Des centaines de manifestants ont mis le feu vendredi au consulat iranien à Bassora, lors d'une nouvelle soirée de protestations dans cette ville irakienne où neuf manifestants ont été tués cette semaine et de nombreux sièges d'institutions publiques ou de partis ont été incendiés.

L'attaque contre la représentation diplomatique du grand voisin iranien, puissance agissante en Irak et plus particulièrement dans la province méridionale de Bassora, marque un tournant dans le soulèvement que connait la région depuis juillet contre la corruption des politiciens et la déliquescence des services publics malgré les richesses pétrolières de la région.

Jeudi soir, les manifestants s'en étaient pris aux partis et groupes armés chiites dans la ville, pour la plupart proches de l'Iran. Mais le consulat, où ils s'étaient heurtés à d'importants cordons de sécurité, n'avait pas été touché.

Vendredi soir, ils ont brisé ce rempart et pénétré par centaines dans l'enceinte du consulat, entouré d'une imposante muraille de béton et de fils barbelés, a constaté un photographe de l'AFP. D'immenses flammes étaient visibles à des centaines de mètres à la ronde au-dessus du bâtiment que les employés avaient quitté avant l'arrivée des manifestants, selon le consulat.

- "Assoiffés, malades et abandonnés" -

Téhéran tente depuis les législatives de mai de peser sur la formation du futur gouvernement irakien. Le bloc pro-Iran au Parlement, emmené par une liste d'anciens combattants anti-jihadistes, dont la plupart des sièges à Bassora ont été saccagés par les manifestants, revendique la majorité des députés nécessaire à former le cabinet.

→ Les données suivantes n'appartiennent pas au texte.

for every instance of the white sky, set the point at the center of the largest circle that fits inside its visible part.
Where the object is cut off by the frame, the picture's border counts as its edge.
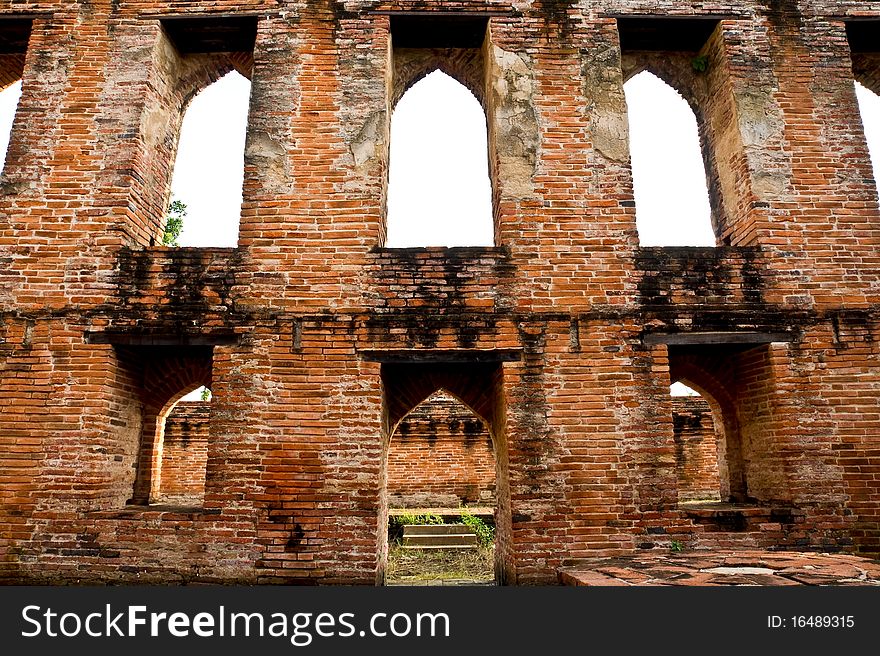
(439, 192)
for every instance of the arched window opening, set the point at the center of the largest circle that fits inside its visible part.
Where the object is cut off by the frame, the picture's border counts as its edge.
(669, 175)
(174, 400)
(698, 446)
(184, 451)
(439, 192)
(441, 492)
(9, 98)
(209, 169)
(869, 105)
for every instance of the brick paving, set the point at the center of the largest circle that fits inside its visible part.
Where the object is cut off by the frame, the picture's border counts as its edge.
(781, 568)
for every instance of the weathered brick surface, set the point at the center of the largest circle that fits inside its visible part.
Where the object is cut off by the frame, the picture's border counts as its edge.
(563, 338)
(696, 449)
(441, 456)
(185, 454)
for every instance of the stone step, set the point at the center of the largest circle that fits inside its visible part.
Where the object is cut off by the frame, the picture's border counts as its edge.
(463, 540)
(444, 547)
(437, 529)
(439, 536)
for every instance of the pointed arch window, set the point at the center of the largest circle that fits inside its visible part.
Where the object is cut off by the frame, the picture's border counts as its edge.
(9, 98)
(669, 175)
(209, 167)
(869, 105)
(439, 193)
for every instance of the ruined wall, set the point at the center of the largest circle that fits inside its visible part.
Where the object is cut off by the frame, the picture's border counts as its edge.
(696, 450)
(563, 338)
(441, 456)
(185, 454)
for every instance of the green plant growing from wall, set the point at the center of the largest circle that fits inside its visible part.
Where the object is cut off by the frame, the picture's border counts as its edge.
(174, 223)
(485, 532)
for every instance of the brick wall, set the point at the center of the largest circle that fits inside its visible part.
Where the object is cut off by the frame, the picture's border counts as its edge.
(441, 457)
(563, 338)
(696, 449)
(185, 454)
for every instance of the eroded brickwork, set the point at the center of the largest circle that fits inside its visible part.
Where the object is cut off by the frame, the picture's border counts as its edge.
(563, 338)
(696, 450)
(441, 456)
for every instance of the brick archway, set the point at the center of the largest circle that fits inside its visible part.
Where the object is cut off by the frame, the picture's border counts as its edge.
(170, 373)
(479, 386)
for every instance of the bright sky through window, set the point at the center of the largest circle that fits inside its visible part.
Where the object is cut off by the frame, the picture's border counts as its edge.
(672, 204)
(209, 170)
(439, 192)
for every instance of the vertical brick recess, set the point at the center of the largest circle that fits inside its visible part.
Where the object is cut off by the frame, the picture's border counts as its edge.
(320, 345)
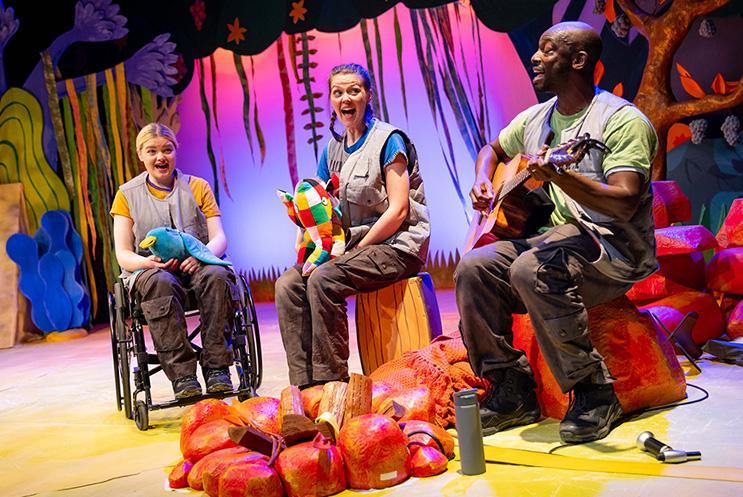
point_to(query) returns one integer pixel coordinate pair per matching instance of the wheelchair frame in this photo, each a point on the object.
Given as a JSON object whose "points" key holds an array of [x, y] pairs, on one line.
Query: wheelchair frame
{"points": [[127, 341]]}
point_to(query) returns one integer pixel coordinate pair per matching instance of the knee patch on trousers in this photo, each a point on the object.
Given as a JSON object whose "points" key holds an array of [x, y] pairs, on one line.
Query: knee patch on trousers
{"points": [[569, 328]]}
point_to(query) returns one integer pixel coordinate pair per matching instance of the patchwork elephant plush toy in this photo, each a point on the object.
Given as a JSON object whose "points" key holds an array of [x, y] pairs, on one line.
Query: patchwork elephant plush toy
{"points": [[314, 208]]}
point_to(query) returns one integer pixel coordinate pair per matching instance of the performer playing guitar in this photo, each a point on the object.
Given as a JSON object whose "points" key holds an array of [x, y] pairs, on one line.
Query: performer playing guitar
{"points": [[519, 206]]}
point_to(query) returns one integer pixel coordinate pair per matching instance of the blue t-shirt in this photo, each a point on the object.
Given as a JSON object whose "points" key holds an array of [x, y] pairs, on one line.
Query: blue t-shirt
{"points": [[395, 145]]}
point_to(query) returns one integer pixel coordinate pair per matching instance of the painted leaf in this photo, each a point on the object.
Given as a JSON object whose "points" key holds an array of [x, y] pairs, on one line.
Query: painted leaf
{"points": [[598, 72], [689, 84], [677, 134], [722, 87], [610, 11]]}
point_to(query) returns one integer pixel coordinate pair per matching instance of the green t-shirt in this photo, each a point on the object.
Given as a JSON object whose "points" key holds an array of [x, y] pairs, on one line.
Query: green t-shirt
{"points": [[632, 142]]}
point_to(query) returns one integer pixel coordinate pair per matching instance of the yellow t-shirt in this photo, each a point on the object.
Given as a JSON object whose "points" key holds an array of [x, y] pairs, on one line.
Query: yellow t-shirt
{"points": [[201, 190]]}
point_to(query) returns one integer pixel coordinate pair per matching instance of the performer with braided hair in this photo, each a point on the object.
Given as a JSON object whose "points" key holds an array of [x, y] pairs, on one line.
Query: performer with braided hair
{"points": [[384, 215]]}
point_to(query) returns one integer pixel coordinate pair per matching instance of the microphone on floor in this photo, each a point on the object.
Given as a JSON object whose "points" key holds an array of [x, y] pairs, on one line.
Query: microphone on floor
{"points": [[647, 442]]}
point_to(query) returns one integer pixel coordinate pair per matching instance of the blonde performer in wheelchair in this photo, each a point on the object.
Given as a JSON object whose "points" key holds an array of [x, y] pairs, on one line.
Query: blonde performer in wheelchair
{"points": [[163, 196]]}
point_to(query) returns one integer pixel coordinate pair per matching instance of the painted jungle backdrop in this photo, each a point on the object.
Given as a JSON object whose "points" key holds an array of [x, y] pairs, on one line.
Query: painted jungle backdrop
{"points": [[245, 85]]}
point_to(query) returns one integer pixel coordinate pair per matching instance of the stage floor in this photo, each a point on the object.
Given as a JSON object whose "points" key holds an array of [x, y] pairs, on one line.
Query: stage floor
{"points": [[61, 435]]}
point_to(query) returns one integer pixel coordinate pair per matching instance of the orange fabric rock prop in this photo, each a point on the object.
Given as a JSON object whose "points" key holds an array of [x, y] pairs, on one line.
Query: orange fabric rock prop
{"points": [[217, 466], [675, 203], [683, 240], [178, 477], [375, 452], [259, 412], [251, 478], [671, 310], [427, 461], [207, 438], [195, 476], [312, 469], [725, 271], [418, 403], [200, 413], [442, 367], [641, 359]]}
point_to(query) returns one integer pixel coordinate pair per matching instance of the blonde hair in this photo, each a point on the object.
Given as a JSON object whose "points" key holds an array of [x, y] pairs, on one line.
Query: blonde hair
{"points": [[153, 130]]}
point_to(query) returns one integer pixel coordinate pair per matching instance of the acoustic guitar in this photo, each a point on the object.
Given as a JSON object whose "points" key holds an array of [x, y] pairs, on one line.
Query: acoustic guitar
{"points": [[519, 206]]}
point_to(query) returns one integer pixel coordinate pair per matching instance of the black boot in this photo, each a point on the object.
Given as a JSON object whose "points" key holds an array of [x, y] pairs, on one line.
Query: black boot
{"points": [[593, 412], [511, 401]]}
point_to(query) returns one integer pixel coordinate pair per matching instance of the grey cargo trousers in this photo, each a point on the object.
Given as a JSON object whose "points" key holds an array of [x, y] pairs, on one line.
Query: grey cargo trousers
{"points": [[550, 277], [163, 296], [312, 310]]}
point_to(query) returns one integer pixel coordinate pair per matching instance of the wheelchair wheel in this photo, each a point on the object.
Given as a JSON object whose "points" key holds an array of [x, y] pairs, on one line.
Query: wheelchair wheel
{"points": [[141, 416], [123, 353], [114, 348], [251, 358]]}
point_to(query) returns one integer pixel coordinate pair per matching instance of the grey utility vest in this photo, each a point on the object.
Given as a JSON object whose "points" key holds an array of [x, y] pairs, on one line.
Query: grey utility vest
{"points": [[178, 210], [363, 195], [628, 248]]}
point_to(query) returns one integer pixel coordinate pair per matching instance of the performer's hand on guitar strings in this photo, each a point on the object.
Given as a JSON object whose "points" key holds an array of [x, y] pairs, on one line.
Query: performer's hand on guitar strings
{"points": [[482, 194]]}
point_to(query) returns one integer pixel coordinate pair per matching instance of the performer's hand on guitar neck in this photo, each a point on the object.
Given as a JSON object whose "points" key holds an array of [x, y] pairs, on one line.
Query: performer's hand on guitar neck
{"points": [[541, 168], [482, 193]]}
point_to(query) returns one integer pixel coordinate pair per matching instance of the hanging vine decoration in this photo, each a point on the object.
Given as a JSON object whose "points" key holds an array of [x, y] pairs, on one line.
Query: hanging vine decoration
{"points": [[398, 46], [291, 150], [237, 59], [309, 96], [427, 64], [380, 66], [207, 116], [256, 121], [370, 65]]}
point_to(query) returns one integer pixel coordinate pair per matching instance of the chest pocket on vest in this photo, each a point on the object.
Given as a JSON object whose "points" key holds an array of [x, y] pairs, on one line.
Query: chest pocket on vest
{"points": [[365, 202]]}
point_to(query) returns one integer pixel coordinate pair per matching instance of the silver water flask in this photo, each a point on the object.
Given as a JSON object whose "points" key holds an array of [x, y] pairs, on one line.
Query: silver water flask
{"points": [[469, 432]]}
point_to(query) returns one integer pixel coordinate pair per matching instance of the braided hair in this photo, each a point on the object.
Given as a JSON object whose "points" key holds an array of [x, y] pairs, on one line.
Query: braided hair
{"points": [[362, 73]]}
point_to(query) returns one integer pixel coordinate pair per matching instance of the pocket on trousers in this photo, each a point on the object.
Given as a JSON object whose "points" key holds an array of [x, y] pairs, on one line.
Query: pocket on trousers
{"points": [[160, 317], [568, 328], [554, 275]]}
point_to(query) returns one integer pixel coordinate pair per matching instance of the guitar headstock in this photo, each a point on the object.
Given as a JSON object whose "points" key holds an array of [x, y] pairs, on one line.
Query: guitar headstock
{"points": [[573, 151]]}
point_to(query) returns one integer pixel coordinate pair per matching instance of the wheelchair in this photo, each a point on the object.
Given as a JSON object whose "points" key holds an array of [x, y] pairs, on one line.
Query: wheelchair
{"points": [[131, 360]]}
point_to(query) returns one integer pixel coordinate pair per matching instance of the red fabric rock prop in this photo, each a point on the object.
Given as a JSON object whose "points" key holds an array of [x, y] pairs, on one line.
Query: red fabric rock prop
{"points": [[216, 467], [200, 413], [427, 461], [683, 240], [252, 478], [671, 310], [730, 233], [676, 203], [208, 438], [725, 271], [178, 477], [259, 412], [641, 359], [422, 434], [375, 452], [653, 287], [735, 322], [312, 469], [195, 476]]}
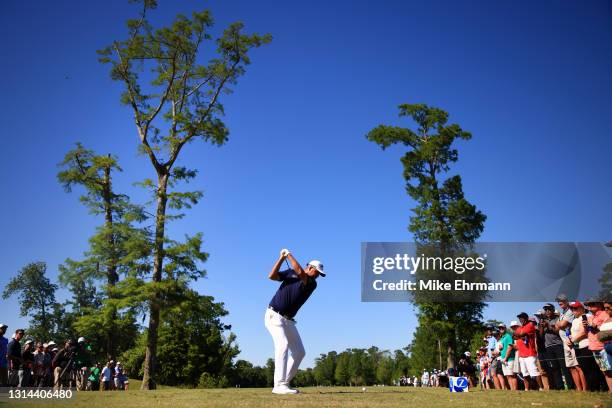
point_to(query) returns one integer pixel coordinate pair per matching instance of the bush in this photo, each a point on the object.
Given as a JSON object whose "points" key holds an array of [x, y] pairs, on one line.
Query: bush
{"points": [[208, 380]]}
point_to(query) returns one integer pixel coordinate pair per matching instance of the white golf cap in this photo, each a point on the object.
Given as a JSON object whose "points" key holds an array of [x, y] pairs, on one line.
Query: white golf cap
{"points": [[318, 266]]}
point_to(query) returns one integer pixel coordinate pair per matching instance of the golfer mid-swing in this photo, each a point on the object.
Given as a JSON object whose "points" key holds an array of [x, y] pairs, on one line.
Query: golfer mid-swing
{"points": [[296, 287]]}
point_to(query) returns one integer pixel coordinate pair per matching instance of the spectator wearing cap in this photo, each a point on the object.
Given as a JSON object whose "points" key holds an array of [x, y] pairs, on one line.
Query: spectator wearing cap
{"points": [[526, 343], [566, 317], [106, 376], [496, 366], [579, 340], [507, 355], [3, 353], [48, 363], [83, 361], [605, 333], [554, 356], [61, 377], [593, 325], [541, 362], [39, 370], [27, 363], [14, 357]]}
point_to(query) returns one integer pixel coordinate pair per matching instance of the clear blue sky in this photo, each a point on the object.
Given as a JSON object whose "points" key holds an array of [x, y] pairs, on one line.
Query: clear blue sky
{"points": [[530, 80]]}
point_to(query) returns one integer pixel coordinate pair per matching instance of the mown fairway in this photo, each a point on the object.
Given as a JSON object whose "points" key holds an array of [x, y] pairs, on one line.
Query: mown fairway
{"points": [[328, 397]]}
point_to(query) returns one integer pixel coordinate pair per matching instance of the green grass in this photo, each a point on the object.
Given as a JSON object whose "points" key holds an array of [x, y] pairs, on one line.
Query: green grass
{"points": [[320, 397]]}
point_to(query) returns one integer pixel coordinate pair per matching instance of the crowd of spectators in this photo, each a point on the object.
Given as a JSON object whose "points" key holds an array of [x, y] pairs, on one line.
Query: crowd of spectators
{"points": [[26, 363], [554, 349]]}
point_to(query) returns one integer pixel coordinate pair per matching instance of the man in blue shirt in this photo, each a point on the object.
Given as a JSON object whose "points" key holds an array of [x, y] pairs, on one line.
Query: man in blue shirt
{"points": [[3, 359], [296, 287]]}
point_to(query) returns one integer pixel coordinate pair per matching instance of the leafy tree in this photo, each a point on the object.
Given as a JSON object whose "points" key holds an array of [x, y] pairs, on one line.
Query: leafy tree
{"points": [[117, 249], [425, 350], [402, 363], [178, 106], [36, 294], [443, 218], [192, 342], [605, 292], [385, 370]]}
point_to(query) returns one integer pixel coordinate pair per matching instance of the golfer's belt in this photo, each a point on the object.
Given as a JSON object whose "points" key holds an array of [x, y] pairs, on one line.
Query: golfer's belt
{"points": [[276, 311]]}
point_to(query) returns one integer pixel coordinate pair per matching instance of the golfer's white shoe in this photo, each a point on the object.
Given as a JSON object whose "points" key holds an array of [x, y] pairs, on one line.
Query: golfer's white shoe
{"points": [[283, 389]]}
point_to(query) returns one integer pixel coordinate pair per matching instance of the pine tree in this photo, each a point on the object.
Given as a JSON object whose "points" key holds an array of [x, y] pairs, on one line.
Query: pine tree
{"points": [[443, 221], [183, 98]]}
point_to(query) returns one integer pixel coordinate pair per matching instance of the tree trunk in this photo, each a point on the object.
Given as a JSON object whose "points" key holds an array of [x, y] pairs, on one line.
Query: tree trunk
{"points": [[148, 379], [111, 265], [450, 349]]}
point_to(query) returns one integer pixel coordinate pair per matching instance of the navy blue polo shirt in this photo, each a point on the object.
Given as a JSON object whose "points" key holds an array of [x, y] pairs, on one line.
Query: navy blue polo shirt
{"points": [[292, 293]]}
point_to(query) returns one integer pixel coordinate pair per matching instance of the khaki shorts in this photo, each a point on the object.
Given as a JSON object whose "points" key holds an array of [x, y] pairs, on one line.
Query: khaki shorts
{"points": [[602, 360], [529, 366], [570, 356], [515, 365], [508, 368]]}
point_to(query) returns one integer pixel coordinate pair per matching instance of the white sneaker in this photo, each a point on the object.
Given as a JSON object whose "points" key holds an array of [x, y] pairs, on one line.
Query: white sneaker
{"points": [[283, 389]]}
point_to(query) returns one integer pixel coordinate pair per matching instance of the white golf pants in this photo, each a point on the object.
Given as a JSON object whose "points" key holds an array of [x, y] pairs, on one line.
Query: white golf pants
{"points": [[286, 339]]}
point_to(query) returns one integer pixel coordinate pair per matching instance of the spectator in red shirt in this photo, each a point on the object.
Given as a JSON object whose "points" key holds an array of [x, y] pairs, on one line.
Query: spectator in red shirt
{"points": [[526, 344]]}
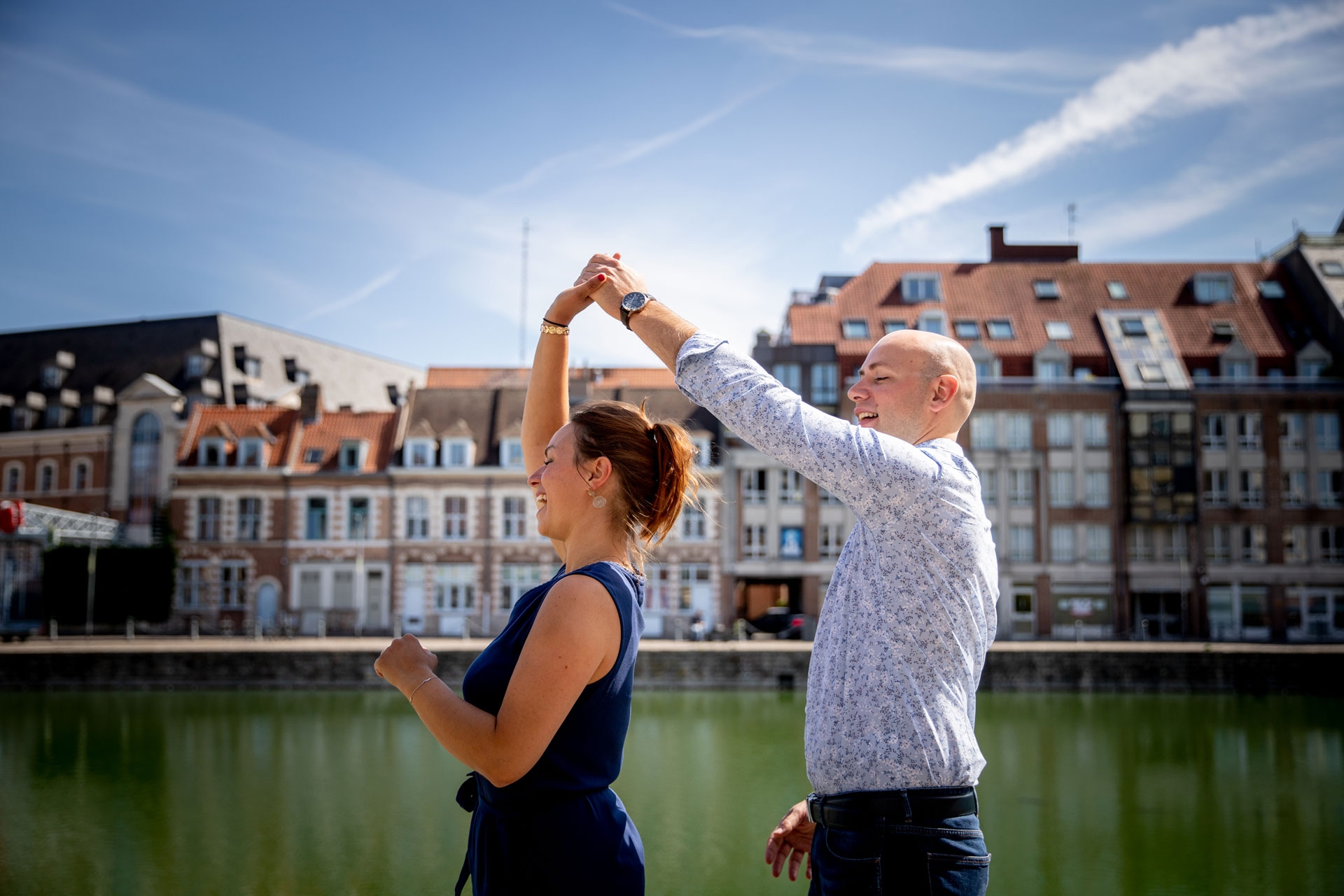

Mais le Premier ministre sortant Haider al-Abadi, allié au populiste chiite Moqtada Sadr, qui se veut le héraut de l'indépendance politique de Bagdad face à Washington et Téhéran, aussi.

Samedi, à l'appel de Moqtada Sadr, M. Abadi se présentera avec plusieurs de ses ministres devant le Parlement pour évoquer le mouvement social à Bassora, exacerbé par une crise sanitaire qui a déjà mené plus de 30.000 personnes intoxiquées par l'eau à l'hôpital.

"On a soif, on a faim, on est malades et abandonnés", résume Ali Hussein, un des protestataires rencontré par l'AFPTV. "Manifester est un devoir sacré et tous les gens honnêtes devraient le suivre".

Depuis mardi, les protestations quotidiennes ont fait neuf morts parmi les manifestants, selon Mehdi al-Tamimi, chef du Conseil provincial des droits de l'Homme.

Le couvre-feu décrété par les autorités après les incidents de jeudi soir n'a pas été respecté par les manifestants.

Cette crise intervient à un moment de paralysie politique à Bagdad.

Le Parlement élu en mai ne parvient toujours pas à s'accorder sur le choix de son président et les tractations se poursuivent pour trouver une coalition à même de former un gouvernement.

Si l'incendie du consulat iranien va sûrement avoir un impact sur les rapports de force sur la scène politique, les experts pointent également d'autres événements du doigt.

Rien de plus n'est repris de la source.